Día 207 · domingo, 26 de julio
"Jehová me poseía en el principio, Ya de antiguo, antes de sus obras."PROVERBIOS 8:22
Hola, mi querido… qué bueno tenerte hoy. Es By God's Call — día 207, Antes de Todo.
"Jehová me poseía en el principio, Ya de antiguo, antes de sus obras." Proverbios 8:22.
Este versículo viene de un pasaje extraño y hermoso de Proverbios, un capítulo entero donde la Sabiduría habla como si fuera una persona. Clama en las plazas, en las encrucijadas, en las puertas de la ciudad. No susurra escondida — grita en público, ofreciéndose a quien quiera detenerse a escuchar. Y aquí, en medio de ese discurso, ella cuenta su propio origen.

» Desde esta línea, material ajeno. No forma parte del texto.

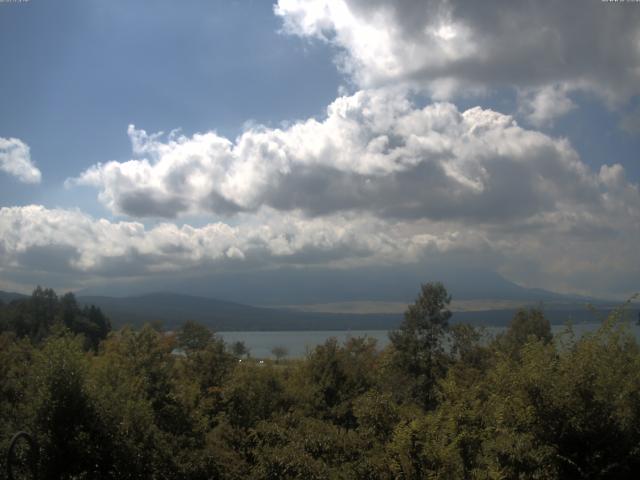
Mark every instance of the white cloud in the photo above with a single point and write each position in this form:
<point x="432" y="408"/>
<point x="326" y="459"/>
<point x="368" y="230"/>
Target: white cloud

"En el principio." Fíjate: eso retrocede más allá de Génesis 1, más allá del primer "sea la luz". La sabiduría no fue creada después, como un accesorio útil para un mundo ya terminado. Estaba allí antes de que comenzara cualquier obra de Dios. Eso cambia la forma en que vemos todo lo que existe: si la sabiduría estaba presente desde el principio, nada en la creación es un accidente. Cada ley de la física, cada estación del año, cada estructura del cuerpo humano lleva intención sabia — no caos, no suerte.

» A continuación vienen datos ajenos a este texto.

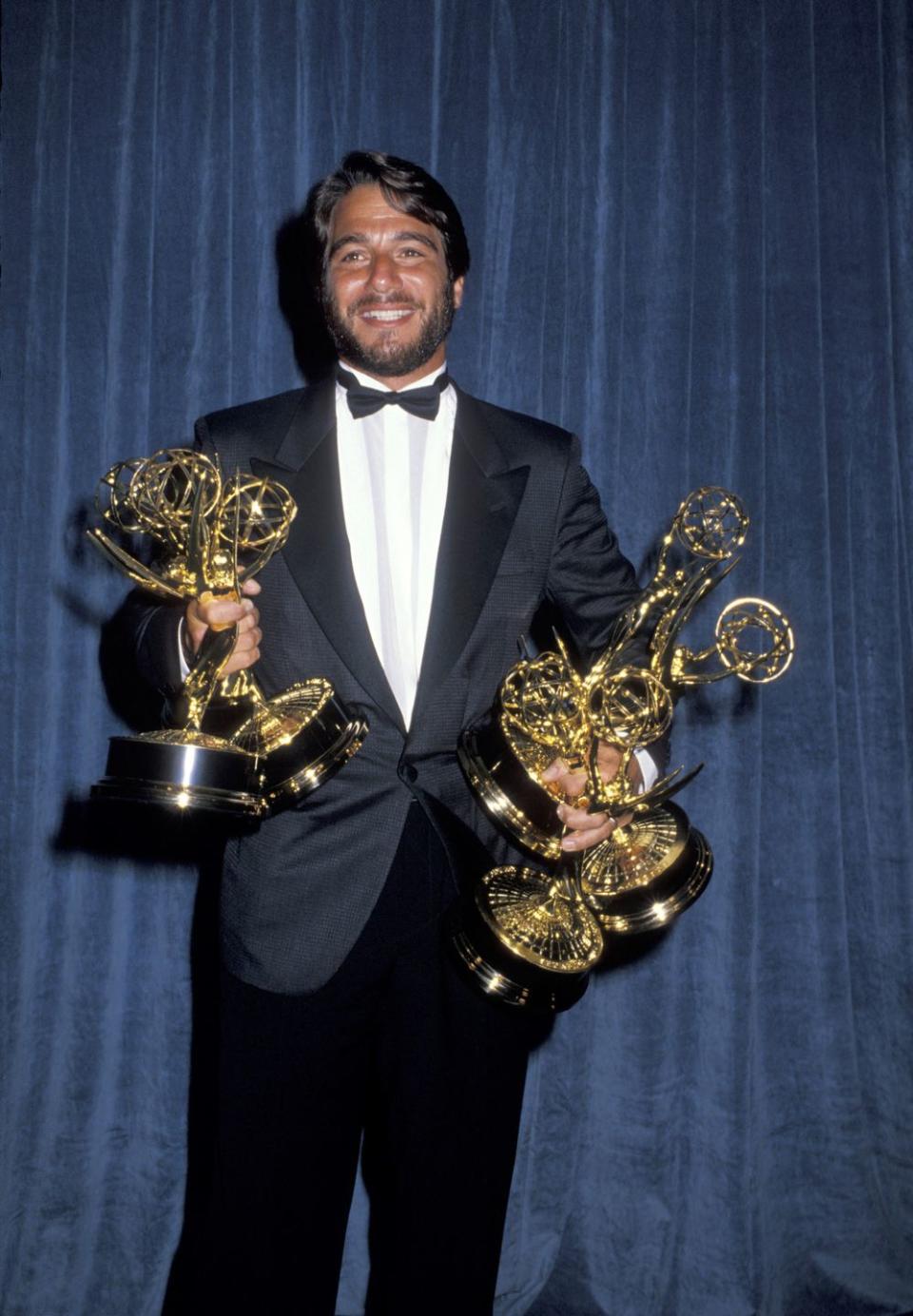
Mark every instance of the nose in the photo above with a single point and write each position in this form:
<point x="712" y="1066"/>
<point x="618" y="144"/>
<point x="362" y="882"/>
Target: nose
<point x="384" y="275"/>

Y eso debería darte un tipo diferente de confianza. Si el mundo fue hecho con sabiduría desde el primer instante, entonces tu vida tampoco es un desorden sin sentido. Hay una inteligencia detrás de todo, incluso cuando no puedes ver el patrón.

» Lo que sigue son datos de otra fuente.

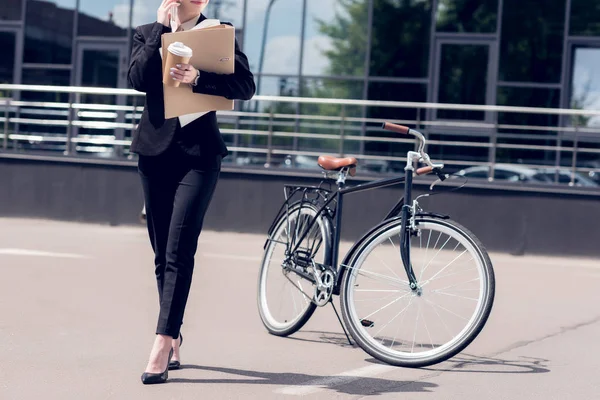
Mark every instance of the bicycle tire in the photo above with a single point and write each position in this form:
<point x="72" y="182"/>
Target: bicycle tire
<point x="359" y="329"/>
<point x="286" y="328"/>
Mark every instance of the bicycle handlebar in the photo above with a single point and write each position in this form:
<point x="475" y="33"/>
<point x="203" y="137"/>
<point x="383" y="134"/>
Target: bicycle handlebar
<point x="404" y="130"/>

Ahora, siglos de cristianos han leído este texto y han visto en él un eco — una sombra previa de Cristo. Porque Juan comienza su evangelio casi repitiendo esta idea: "en el principio era el Verbo." La sabiduría que estaba con Dios antes de todo, que participó en la creación, tomó rostro en Jesús. Él es la sabiduría de Dios hecha carne, caminando entre nosotros.
Pero lo más hermoso de todo esto es la invitación. Esa misma Sabiduría que presenció la creación del universo no quedó encerrada en algún lugar inaccesible. Clama hoy, en las calles comunes de tu vida — en el trabajo, en tu casa, en las decisiones pequeñas de un martes cualquiera. Está ofrecida, no escondida.
Entonces quiero preguntarte: ¿has estado buscando esa sabiduría, o solo has intentado resolver las cosas por improvisación? Tantas veces actuamos primero y pedimos ayuda después, cuando podríamos simplemente detenernos y pedir claridad antes.
Hoy, antes de tomar tu primera decisión importante del día, quiero que te detengas un instante. No pidas un consejo genérico, del tipo "Señor, ayúdame hoy". Pide sabiduría específica para esa elección concreta que tienes delante. La misma Sabiduría que existía antes de la creación está dispuesta a caminar contigo en esa pequeña decisión de hoy.
Quédate con Dios. Ora — y luego, actúa. Hasta mañana, mi querido.